Kristine (kristine.monstad@eng.uib.no)
Thu, 16 Jul 1998 13:48:46 +0200

Hello everybody,

we are working on the COLT (the Bergen Corpus of London Teenage Language)
project at the University of Bergen. Currently we are in the process of
editing the tagged version of COLT, which has been tagged at the University
of Lancaster using the CLAWS6 tagset. The editing involves inserting both
new utterances and overlap tags. This means that we are dependent on
knowing the principles behind the enumeration of the sentences as well as
that of overlap tags/brackets, as illustrated by:

<u id=D11 who=W9>
<ptr t=P0003> <unclear> <ptr t=P0004>
</u>
<u id=D12 who=W1>
<s c="0000037 002" n=00012>
<ptr t=P0003> But&CCB; at <ptr t=P0004> least&RR; when&CS; we&PPIS2;

Particularly, we wonder about the 'c="0000037 002"' component.
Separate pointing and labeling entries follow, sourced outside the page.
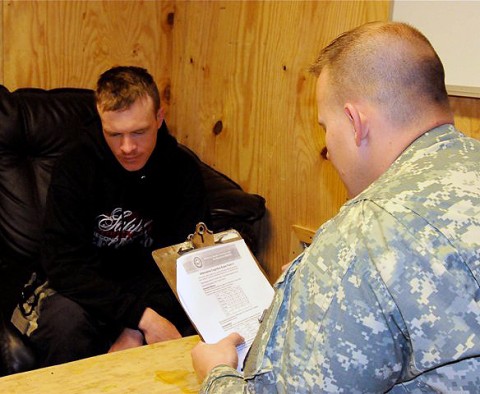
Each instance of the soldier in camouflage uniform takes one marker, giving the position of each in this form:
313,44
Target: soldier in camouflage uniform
386,299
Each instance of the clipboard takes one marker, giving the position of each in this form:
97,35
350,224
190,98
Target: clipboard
166,258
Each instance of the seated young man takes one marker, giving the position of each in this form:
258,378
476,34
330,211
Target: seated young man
123,190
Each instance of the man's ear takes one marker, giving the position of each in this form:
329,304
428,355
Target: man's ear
160,117
359,123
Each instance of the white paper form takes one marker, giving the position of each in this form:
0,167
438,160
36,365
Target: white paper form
223,290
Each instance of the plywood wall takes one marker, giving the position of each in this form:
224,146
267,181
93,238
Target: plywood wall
233,80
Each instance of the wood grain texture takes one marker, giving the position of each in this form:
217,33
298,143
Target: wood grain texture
233,80
164,367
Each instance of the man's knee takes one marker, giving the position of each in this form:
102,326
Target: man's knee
66,332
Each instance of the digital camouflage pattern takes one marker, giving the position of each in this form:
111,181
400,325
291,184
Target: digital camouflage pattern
386,299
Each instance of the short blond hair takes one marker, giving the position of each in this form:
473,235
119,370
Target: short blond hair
391,64
119,87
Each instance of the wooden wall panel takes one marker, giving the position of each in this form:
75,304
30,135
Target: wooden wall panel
247,71
233,80
58,43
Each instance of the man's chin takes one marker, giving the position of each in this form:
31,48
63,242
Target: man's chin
131,165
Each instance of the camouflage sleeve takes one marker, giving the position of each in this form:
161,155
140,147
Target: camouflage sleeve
224,379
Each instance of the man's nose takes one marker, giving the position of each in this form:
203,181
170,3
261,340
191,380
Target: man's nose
128,145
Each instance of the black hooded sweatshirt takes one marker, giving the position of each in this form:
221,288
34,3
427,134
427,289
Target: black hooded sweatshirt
102,223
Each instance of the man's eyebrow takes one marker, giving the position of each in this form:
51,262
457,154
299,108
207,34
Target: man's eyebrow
142,129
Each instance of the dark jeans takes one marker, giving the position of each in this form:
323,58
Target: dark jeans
66,332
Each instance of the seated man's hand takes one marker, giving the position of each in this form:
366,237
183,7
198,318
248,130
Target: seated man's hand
156,328
127,339
206,357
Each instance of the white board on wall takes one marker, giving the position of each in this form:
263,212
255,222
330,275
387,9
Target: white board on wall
453,28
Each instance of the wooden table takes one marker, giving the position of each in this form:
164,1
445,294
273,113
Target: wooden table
159,368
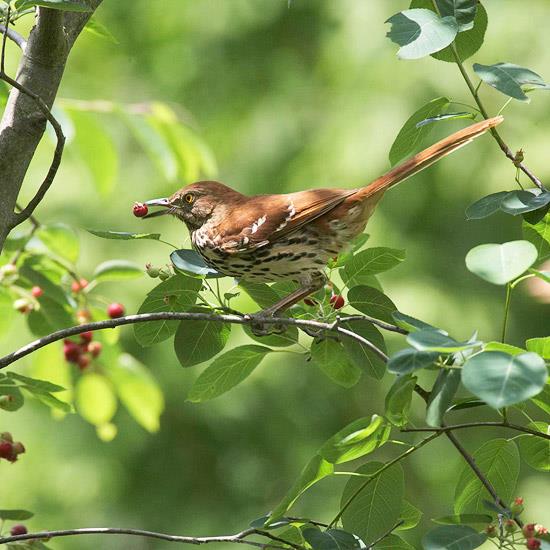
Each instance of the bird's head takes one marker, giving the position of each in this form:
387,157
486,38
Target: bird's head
196,203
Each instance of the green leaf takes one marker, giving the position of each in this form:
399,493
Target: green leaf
329,356
357,439
398,400
486,206
137,390
124,235
409,359
453,537
540,346
539,236
315,470
509,79
448,116
97,28
331,539
410,515
434,340
501,263
176,294
409,323
521,201
501,379
421,32
7,313
441,396
97,150
377,506
64,5
393,542
191,262
467,42
117,270
411,138
226,372
360,354
535,450
61,239
198,341
372,302
95,399
370,262
479,521
18,515
498,459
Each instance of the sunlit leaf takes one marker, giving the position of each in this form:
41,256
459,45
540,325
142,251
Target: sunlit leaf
498,459
501,379
501,263
411,137
226,372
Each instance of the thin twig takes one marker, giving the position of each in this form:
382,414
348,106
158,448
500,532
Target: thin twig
480,425
58,153
185,316
239,538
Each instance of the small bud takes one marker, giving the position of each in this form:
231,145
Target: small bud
115,310
337,301
510,526
139,209
18,530
86,337
94,348
36,291
518,157
533,544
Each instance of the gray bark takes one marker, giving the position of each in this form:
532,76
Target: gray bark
22,127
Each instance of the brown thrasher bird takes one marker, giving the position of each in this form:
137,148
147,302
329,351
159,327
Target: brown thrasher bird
268,238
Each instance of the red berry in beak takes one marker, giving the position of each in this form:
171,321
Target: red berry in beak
140,209
115,310
337,301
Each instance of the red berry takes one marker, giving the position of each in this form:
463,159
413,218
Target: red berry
337,301
86,337
72,351
140,209
6,450
83,361
36,291
18,530
94,348
115,310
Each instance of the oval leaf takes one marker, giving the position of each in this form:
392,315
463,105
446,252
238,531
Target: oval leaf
501,263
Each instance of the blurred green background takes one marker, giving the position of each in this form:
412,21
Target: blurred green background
287,97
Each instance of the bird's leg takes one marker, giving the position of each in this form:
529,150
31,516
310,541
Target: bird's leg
259,328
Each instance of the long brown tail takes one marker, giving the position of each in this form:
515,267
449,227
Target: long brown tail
428,156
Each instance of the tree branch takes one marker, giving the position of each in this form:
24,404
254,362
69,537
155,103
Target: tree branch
28,109
184,316
239,538
480,425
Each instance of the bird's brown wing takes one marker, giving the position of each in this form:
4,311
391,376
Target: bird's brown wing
267,219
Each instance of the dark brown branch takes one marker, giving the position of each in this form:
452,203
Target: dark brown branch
177,316
239,538
480,425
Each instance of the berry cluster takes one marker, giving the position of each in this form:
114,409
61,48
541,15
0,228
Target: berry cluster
81,353
10,449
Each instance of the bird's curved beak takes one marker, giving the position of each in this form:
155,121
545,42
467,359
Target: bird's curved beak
164,203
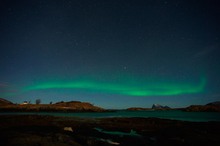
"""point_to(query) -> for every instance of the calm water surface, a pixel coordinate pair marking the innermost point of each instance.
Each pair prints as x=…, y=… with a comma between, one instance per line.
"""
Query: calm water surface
x=175, y=115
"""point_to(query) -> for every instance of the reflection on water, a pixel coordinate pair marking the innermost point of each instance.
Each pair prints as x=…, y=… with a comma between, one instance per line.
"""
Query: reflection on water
x=173, y=114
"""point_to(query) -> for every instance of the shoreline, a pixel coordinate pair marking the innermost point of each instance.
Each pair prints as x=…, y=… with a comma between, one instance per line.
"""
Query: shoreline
x=49, y=130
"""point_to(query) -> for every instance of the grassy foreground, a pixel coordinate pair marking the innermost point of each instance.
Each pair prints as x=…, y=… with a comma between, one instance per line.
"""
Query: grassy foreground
x=33, y=130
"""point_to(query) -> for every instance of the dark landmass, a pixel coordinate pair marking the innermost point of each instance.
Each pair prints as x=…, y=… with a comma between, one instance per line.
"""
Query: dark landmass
x=210, y=107
x=5, y=102
x=138, y=109
x=72, y=106
x=160, y=107
x=154, y=107
x=33, y=130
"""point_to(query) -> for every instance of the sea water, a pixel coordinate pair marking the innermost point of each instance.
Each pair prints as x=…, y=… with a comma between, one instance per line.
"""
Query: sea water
x=171, y=114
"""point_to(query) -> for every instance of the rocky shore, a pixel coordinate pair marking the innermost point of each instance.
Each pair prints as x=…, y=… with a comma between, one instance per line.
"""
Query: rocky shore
x=33, y=130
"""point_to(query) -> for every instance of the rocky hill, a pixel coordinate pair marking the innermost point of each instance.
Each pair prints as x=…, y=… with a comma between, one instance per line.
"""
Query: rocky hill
x=159, y=107
x=210, y=107
x=77, y=105
x=154, y=107
x=72, y=106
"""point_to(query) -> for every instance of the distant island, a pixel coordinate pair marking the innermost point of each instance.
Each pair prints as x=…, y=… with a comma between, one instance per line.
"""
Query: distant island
x=71, y=106
x=77, y=106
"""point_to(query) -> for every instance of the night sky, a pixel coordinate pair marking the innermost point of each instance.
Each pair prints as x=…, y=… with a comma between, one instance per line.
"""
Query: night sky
x=112, y=53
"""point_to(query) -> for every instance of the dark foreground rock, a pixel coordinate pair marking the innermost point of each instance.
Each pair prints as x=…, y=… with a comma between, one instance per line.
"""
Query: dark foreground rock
x=32, y=130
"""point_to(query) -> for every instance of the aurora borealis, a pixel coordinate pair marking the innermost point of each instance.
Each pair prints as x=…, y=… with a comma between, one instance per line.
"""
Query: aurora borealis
x=153, y=89
x=114, y=54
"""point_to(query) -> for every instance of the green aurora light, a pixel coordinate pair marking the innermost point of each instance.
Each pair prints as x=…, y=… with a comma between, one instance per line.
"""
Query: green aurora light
x=129, y=89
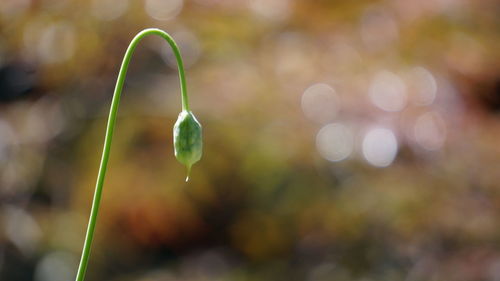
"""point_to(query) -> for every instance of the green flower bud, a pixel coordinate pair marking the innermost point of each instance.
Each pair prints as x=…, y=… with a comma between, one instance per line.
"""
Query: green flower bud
x=187, y=140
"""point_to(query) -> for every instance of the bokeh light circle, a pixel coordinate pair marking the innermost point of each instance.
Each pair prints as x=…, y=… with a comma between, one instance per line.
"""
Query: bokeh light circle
x=380, y=147
x=335, y=142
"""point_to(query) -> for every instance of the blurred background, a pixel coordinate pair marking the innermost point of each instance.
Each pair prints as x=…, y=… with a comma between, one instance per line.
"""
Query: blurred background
x=343, y=140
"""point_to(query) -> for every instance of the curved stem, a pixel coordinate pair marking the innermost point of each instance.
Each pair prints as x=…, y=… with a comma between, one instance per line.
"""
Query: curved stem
x=111, y=126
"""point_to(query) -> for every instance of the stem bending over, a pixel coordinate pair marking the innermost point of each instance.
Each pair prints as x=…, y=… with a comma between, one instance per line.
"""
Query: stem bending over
x=187, y=135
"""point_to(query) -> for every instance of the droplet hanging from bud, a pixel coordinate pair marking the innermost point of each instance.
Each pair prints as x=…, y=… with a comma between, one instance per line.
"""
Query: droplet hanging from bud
x=188, y=144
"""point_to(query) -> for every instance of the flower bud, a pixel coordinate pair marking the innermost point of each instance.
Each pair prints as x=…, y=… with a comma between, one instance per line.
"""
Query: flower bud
x=187, y=140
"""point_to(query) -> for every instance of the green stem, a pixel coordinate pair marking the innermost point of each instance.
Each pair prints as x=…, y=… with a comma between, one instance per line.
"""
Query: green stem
x=111, y=126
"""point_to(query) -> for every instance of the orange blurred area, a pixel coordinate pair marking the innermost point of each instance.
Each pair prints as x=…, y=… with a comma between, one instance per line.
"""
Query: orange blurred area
x=343, y=140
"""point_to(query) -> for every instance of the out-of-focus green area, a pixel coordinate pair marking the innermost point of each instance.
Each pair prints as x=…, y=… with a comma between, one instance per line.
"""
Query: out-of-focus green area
x=344, y=140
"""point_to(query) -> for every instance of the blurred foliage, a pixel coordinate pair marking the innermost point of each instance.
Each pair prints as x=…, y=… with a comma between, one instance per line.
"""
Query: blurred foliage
x=344, y=140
For
instance, are we correct in assuming that 002 refers to the first sentence
in a turn? If so, how are the following sentences within the same turn
numbered? And what about the '0000037' part?

We also wonder about the numbers in the overlap tags (<ptr t= >). As we
understand it, the example above is an illustration of correct enumeration
(the reason we are asking this, is that we have seen instances where the
numbering is
different).

We have tried to get this information both from Lancaster and the internet,
but with no result. Hopefully, some of you are able to help us, and we are
grateful for any response we get.

Hanne and Kristine

kristine.monstad@eng.uib.no